Prawn Rice Noodle Rolls
Recipe by Justine Schofield
Ingredients:
- 24 medium whole green prawns, shelled and deveined
- 3 spring onion stalks, finely chopped plus extra to garnish
- 12 rice paper sheets
- Fresh coriander, finely chopped, to serve
- Roasted peanuts, finely chopped, to serve
- Chilli oil, to serve (optional)
Sauce:
- 3 tbsp light soy sauce
- 2 tbsp dark soy sauce
- 1 tbsp pure sesame oil, extra for greasing
- 1 tsp fish sauce
- 2 tsp caster sugar
- 2 tbsp smooth peanut butter
Method
- Fill a wide shallow bowl with cool water and dip one rice paper sheet in at a time. Place rice paper on a damp tea towel and position a line of two prawns in the middle. Sprinkle with chopped spring onion. Working quickly, fold the bottom side over the prawns and roll upwards to close. Repeat.

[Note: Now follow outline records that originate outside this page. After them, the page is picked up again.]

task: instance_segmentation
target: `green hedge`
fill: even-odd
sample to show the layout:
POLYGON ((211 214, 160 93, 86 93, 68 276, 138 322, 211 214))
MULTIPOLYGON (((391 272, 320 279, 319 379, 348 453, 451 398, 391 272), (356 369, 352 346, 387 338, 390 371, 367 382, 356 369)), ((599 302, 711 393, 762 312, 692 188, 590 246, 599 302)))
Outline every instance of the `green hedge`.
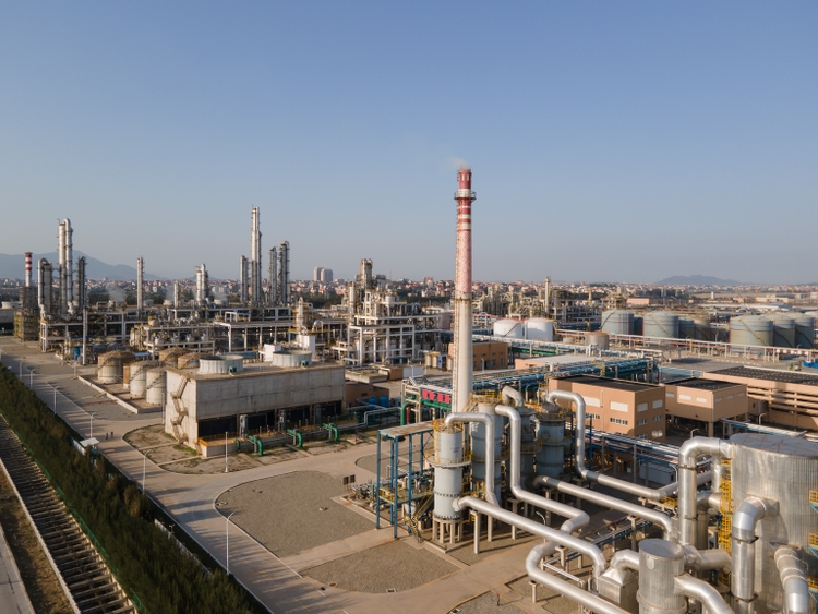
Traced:
POLYGON ((154 525, 154 519, 166 526, 172 520, 105 457, 79 454, 71 445, 71 438, 80 438, 76 433, 7 369, 0 370, 0 413, 101 545, 122 587, 139 595, 147 614, 267 612, 177 530, 199 559, 182 552, 173 538, 154 525))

- Place 3 rolls onto an oiled plate that fits into a steamer basket and steam for 3-4 minutes. Repeat with the remaining rolls.
- For the sauce, mix together all the sauce ingredients. Add a bit of water to thin out if needed, tasting along the way for seasoning. Adjust the sauce as needed.
- Pour the sauce over the prawn rice noodle rolls, garnishing with remaining spring onion, coriander, roasted peanuts and chilli oil.